We have just received a nice collection of Virginia Woolf's novels, essays, and biographies. Look for them in a box in the classics section.
Virginia Woolf: The Impact of Childhood Sexual Abuse on Her Life and Work, by Louise De Salvo (HC, 1989, $3)
The men of Woolf's family consistently abused the women in their family, either sexually or with violence. Woolf started to write about the abuse as a way to deal with the pain. At the time she was the only one writing of such dark truths, and the only one to turn her pain into art. She has left us quite a legacy.
A Writer's Diary, by Virginia Woolf, edited by Leonard Woolf (TPB, 1954, $2.50, yellow pages)
Ten years after she died, her husband published her diary, leaving out the parts where she wrote about her darker feelings.
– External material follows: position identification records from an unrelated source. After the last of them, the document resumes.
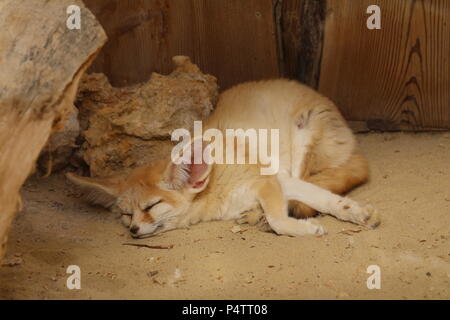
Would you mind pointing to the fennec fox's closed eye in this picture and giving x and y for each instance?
(150, 199)
(318, 161)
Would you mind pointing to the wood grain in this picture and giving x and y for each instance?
(41, 63)
(302, 32)
(396, 78)
(232, 39)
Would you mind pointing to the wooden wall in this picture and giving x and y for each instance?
(396, 78)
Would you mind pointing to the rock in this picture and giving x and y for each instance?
(127, 127)
(61, 144)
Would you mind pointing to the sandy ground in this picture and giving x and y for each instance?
(410, 186)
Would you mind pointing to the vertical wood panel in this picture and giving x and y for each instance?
(397, 78)
(302, 32)
(232, 39)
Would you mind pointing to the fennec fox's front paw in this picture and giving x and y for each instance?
(252, 217)
(296, 228)
(255, 218)
(350, 210)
Mrs. Woolf and the Servants:An Intimate History of Domestic Life in Bloomsbury, by Alison Light ( TPB, 2008, $2.50)
The Woolfs were considered to live a progressive way of life. She was a feminist, and believed women should be independent in all ways, yet her household included seven live-in servants, and she probably never even knew their last names. Light tries to discover the lives of these invisible people, on which even Woolf, the feminist, was dependent on.
**SOLD**
Virginia: A Play, by Edna O'Brien (small HC, 1981,$2)
Freshwater: A Comedy, by Virgina Woolf (HC, 1976, $5, which is 1/3 the internet price)
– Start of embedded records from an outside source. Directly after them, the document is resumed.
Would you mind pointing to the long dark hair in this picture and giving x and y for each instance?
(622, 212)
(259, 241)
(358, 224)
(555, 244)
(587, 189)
Woolf wrote this play, not to be published, but to be performed at a Bloomsbury's theatrical evening. Freshwater, Woolf's only play, was discovered only after her husband died in 1969. It's plot includes the arrival of two coffins, and Queen Victoria, to an artist colony on the Isle of Wight. Enjoy!
A Marriage of True Minds: An Intimate Portrait of Leonard and Virginia Woolf, by George Spater (HC, 1977, $3.50)
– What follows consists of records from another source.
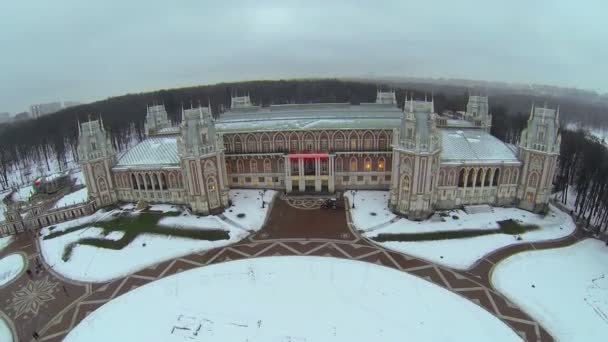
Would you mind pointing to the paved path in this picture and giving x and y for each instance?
(52, 305)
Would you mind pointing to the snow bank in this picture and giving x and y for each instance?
(76, 197)
(565, 289)
(366, 203)
(10, 267)
(291, 299)
(464, 253)
(249, 202)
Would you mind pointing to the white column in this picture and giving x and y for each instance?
(288, 182)
(302, 183)
(330, 181)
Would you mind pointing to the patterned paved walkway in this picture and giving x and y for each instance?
(52, 305)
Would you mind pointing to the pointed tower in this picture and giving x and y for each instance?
(202, 160)
(416, 157)
(97, 157)
(156, 120)
(538, 150)
(478, 112)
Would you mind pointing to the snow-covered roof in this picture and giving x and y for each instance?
(154, 151)
(474, 146)
(312, 116)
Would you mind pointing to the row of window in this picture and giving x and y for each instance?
(234, 144)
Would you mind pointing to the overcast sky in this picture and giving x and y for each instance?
(86, 50)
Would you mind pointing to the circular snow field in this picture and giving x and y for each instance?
(11, 267)
(291, 299)
(5, 331)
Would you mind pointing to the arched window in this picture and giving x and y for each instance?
(381, 164)
(279, 143)
(353, 164)
(353, 144)
(441, 180)
(368, 141)
(533, 180)
(462, 178)
(496, 175)
(339, 141)
(252, 144)
(265, 143)
(472, 174)
(238, 145)
(339, 164)
(405, 184)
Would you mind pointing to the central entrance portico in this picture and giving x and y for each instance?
(309, 172)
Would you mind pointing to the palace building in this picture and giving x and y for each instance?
(428, 162)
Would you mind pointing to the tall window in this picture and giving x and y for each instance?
(381, 163)
(353, 164)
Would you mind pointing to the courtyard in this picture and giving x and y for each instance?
(293, 253)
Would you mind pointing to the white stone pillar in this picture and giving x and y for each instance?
(302, 182)
(317, 174)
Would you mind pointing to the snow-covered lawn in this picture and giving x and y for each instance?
(93, 264)
(5, 241)
(565, 289)
(249, 202)
(73, 198)
(296, 299)
(10, 267)
(371, 208)
(5, 332)
(456, 253)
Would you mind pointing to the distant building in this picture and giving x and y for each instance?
(42, 109)
(22, 116)
(68, 104)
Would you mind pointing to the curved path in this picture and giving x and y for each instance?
(51, 305)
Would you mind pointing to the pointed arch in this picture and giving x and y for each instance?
(324, 142)
(294, 142)
(279, 142)
(353, 164)
(367, 164)
(265, 140)
(383, 141)
(308, 142)
(238, 143)
(252, 143)
(369, 141)
(381, 164)
(496, 175)
(353, 141)
(339, 164)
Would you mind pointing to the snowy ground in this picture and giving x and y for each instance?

Leonard Woolf would begin to court Virginia in 1911. They would marry in 1912, and be together till her suicide in 1941. "There was no one else who had the intelligence that could be respected by Virginia and the strength and forbearance to support and protect her for the 28 years they lived together", writes Spater. Were they happy? After reading Minds you may have at least a partial answer. (Since Spater was the one to sort and catalogue Leonard Woolf's diaries, much in this book is new.) Included are 150 illustrations.